ホット・ファズ』でも一本あたりに注ぎ込む熱量は画面からはみ出る勢いだったが、今作も負けていない。

女性キャラが空中に舞ったとき瞬間的に見えるパンチラや、パンチがおっぱいにヒットしてしまう可能性の実現をCG混じえつつ映画のワンシーンとして描く心意気は、夢だ。
あんなこといいなできたらいいなが散りばめられた映画であり、映画というビジネスとして成り立っている奇跡は全クリエイターを勇気づけるだろう。

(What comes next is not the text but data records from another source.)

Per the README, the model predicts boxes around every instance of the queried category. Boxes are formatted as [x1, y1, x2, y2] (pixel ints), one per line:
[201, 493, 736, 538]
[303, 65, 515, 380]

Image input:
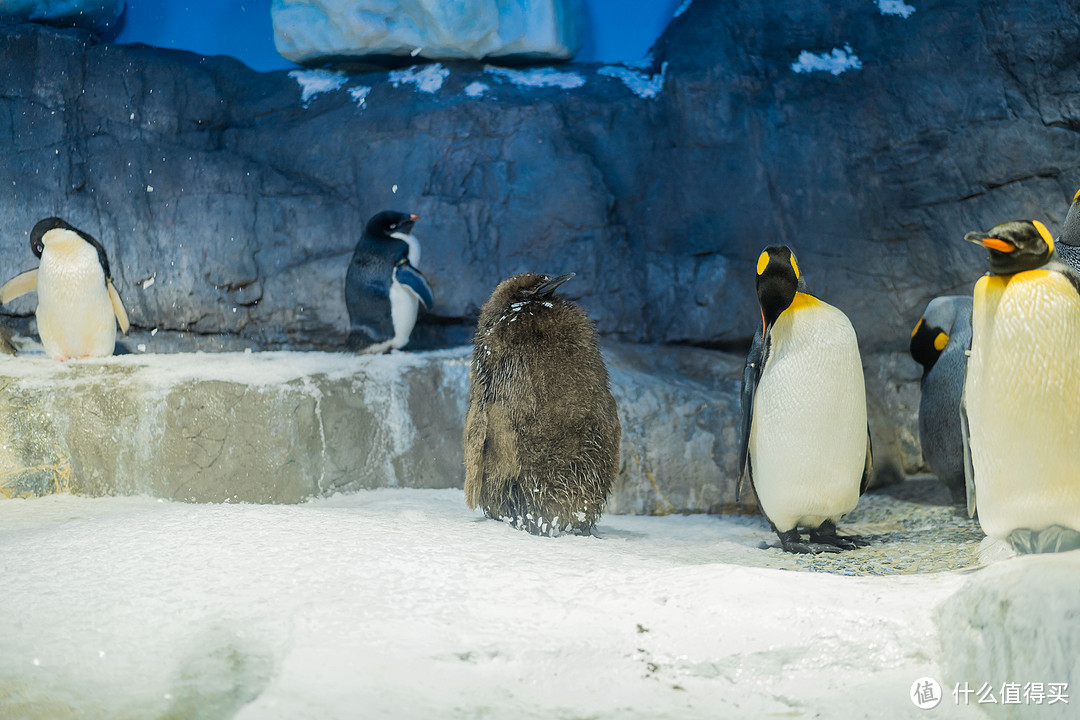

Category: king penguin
[910, 295, 971, 505]
[464, 273, 621, 535]
[0, 217, 129, 361]
[345, 210, 434, 353]
[962, 220, 1080, 553]
[737, 245, 872, 553]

非モテ男子目線で言ってきたが、子供心に満ち溢れていることが実は何よりも楽しい。
子供心を大切にする大人になると誓っても、歳を重ねるにつれて知識、経験、責任が増えて、ふと気づいたら思い出すことすら難しくなっている。そして、もういいやと諦める瞬間を迎えた人は一体どれほどいるのだろうか。マジョリティの中で抗い続けることは大量のエネルギーを消費する。誰でも自由を選ぶ権利はあるはずだけれど、「みんながそうしてるから」の波にのまれていつしかその一員になることは自然で心地良いことだ。僕も多くのことを諦めてきた。
そんな中、凄まじい熱量で子供心をぶつけてくるこの映画の存在は僕にとっては非常に大切なのだ。
僕の中にまだ残っている小さな灯火を守り、油を差してくれる映画でもあったのだ。

非モテ男子じゃなくたって大いに楽しめるだろう。
昔にいい思い出があってもなくても、純粋さが見る手の心を動かすのだ。